Barris also fancies himself a writer, and among his three ill-composed books is the 1982 volume that's the basis for actor George Clooney's startlingly impressive debut as a movie director, Confessions of a Dangerous Mind. Barris claims that Confessions is a nonfiction memoir, while most people -- including, quite obviously, Clooney and screenwriter Charlie Kaufman -- regard it as sheer fantasy. The bone of contention is not slight. Along with being a self-proclaimed Casanova and a successful game show host, Barris would also have us believe he was once a trained CIA killer.
Anyone who thinks Barris is telling the truth probably has a good working relationship with the Easter Bunny. As for the present moviemakers, they have cleverly parlayed Barris's quaint fiction into a fascinating, frequently hilarious meditation on delusion, self-loathing, and personal salesmanship. While they're at it, they execute a deft burlesque on the lowbrow excesses of TV in the '70s.
As interpreted by Clooney and Kaufman, Barris is a hustler so committed to his con that he falls for it himself. Portrayed by Sam Rockwell, late of Welcome to Collinwood and Heist, Barris comes off as one of the creepiest movie characters in memory -- a pathological liar and crass opportunist who shoved his way into the television industry via his early gig as an NBC studio page, then trampled friends and foes alike en route to his fleeting fame and success.
But Barris's self-aggrandizing James Bond fantasies are the most bizarre thing here.

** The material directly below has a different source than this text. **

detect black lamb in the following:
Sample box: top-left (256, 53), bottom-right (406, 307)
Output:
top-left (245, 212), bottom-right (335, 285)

With great skill and scary wit, Clooney, Kaufman, and Rockwell get inside Barris's disordered brain and give free rein to his imagined secret missions. Confessions comes off as a brilliant and unsettling comedy about one twisted dreamer's outrageous fantasies and the ways he tried to sell them to the world -- and to himself. On the surface, the film affects an air of ambiguity about Barris's spy-assassin claims, but in the end we know exactly where it stands.